對于鎮國公的身份來說,送這樣一株珊瑚樹既不會落了對方的臉,也彰顯了瑾王府的底氣,同時也并不會顯得過分張揚。
無寂雖隻是夜瑾身邊一個小小的護衛,但是對于禮儀什麽的,卻懂得并不少。
夜瑾和九傾共乘一輛馬車,在用了早膳一個時辰之後,開始往鎮國公府而去。
夜瑾夢魇的這兩天裏,其實發生了很多事情。
“兩天之内睿王和翎王來了三趟,想讓我進宮給皇上診治。”偌大的馬車裏,九傾跪坐在矮幾前的軟墊上,擡手拾起一粒白子落在棋盤上,低淺的嗓音聽不出特别的情緒。
夜瑾執黑子,深思熟慮之後方才落子,“本王此前已經把話撂下,除非秦太後親自來求,否則不可能。”
眼下的秦太後應該早已氣得耗盡了耐心,但是真要她低聲下氣來求夜瑾和九傾?那無疑是天方夜譚。
“她拉不下面子,不來才好。”夜瑾輕嗤了一聲,語帶譏诮,“皇帝就這樣躺着也沒什麽不好,本王可不想他醒來壞事。”
九傾端過放在左手邊的茶盞,輕輕啜了口茶,淡淡道:“聽說秦雲歌去了一趟楚郡王府。”
秦雲歌?
夜瑾擡眼,“她去楚郡王府?”
楚郡王府并沒有與秦雲歌年紀相仿的小姐,所以秦雲歌去楚郡王府,一定是爲了見楚郡王。
然而眼下這個時期,她見楚祁的目地是什麽?想籠絡楚祁?
她想讓楚祁幫誰?
“夜珩橫豎是沒戲了。”九傾撚起一子,目光在棋盤上淡然一掃,便輕松将局勢盡收眼底,“秦雲歌想助的人是你,但是你不領情之後,她極有可能用幫助你對手的手段,來達到報複你的目的——當然,不管是幫你還是幫他,不過都是她自己一廂情願,自以爲是。”
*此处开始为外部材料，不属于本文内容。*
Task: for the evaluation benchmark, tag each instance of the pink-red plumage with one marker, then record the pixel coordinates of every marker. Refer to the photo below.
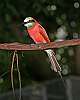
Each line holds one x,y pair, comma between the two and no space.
38,34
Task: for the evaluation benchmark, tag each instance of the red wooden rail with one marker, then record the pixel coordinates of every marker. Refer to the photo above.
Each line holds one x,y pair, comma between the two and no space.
42,46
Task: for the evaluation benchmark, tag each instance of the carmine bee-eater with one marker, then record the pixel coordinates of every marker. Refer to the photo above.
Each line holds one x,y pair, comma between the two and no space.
39,35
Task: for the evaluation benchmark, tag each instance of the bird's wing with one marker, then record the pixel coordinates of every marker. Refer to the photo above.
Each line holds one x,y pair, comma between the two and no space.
43,33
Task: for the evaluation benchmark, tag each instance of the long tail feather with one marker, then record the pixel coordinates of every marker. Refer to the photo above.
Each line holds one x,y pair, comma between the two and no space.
54,64
19,77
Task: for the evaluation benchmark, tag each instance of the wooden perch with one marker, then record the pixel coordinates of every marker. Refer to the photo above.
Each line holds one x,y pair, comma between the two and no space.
42,46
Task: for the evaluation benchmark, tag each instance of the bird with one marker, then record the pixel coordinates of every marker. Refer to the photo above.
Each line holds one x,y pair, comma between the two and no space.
39,35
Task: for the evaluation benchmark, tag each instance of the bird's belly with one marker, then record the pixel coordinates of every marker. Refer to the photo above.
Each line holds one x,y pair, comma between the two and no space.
38,38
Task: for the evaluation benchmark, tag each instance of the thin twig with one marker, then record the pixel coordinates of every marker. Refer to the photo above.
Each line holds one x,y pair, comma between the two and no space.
12,66
19,46
19,77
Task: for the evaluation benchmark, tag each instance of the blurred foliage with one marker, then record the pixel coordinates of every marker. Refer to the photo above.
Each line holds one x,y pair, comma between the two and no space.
52,14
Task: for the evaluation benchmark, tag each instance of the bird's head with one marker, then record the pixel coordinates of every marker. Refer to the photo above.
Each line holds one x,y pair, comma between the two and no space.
29,22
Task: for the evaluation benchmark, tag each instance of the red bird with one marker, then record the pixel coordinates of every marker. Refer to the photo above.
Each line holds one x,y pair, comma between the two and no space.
39,35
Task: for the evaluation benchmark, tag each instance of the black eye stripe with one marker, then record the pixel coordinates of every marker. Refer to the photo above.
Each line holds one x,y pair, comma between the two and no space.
29,21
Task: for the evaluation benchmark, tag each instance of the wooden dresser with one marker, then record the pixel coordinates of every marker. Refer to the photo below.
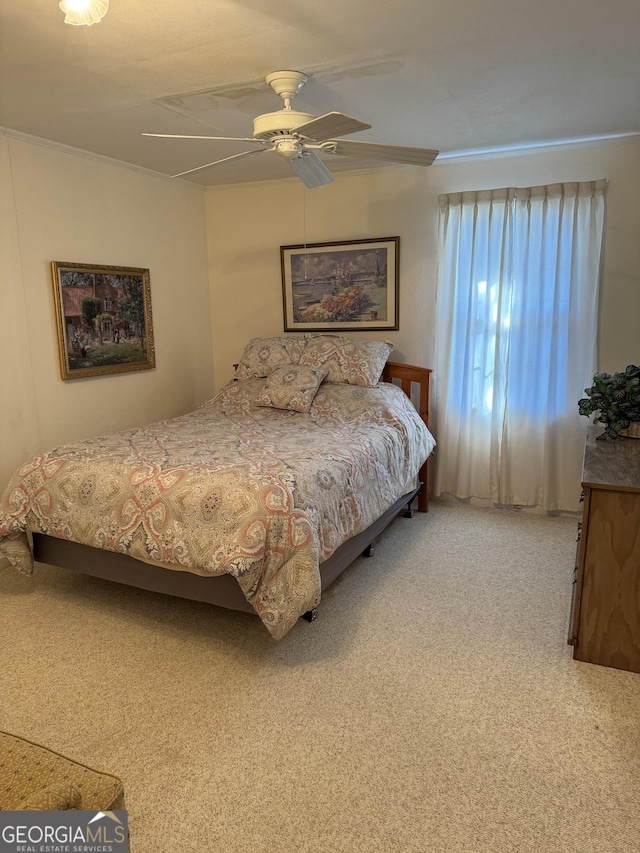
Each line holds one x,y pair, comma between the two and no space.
605,613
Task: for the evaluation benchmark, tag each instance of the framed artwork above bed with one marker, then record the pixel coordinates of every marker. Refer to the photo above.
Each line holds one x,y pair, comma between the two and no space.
104,319
350,285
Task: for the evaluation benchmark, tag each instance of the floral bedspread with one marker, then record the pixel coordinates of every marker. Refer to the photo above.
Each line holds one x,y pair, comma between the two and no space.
263,494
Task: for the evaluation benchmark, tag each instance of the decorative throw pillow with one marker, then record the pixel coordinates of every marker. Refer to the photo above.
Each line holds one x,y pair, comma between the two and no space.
292,387
348,362
261,356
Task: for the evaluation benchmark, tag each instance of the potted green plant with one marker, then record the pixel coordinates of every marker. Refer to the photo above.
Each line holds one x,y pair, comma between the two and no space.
616,400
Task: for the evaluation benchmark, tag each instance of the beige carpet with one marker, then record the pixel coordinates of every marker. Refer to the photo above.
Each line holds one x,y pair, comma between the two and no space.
432,706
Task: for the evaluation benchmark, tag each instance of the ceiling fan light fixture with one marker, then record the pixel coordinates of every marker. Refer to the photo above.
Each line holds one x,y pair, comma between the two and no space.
288,147
83,12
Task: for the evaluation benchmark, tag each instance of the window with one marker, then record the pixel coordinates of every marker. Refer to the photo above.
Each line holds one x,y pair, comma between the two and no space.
516,340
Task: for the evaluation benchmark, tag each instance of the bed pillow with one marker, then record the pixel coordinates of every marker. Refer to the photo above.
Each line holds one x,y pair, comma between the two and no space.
348,362
262,356
292,387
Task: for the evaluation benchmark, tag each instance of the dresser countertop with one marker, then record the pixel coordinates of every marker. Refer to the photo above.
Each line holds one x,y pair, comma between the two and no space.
612,463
夜瑾并沒有上位的想法,秦雲歌卻以江山爲誘惑,試圖讓夜瑾娶她。
夜瑾眼中從沒有所謂的對手,他的目的很簡單并一目了然,就是不惜一切代價把夜昊送上皇位,其他的——攔在眼前的是絆腳石,就需要踹開。
但是秦雲歌不知道這一點——知己知彼,尚且不能保證永遠立于不敗之地,更何況,她從頭到尾根本完全不清楚夜瑾的心思。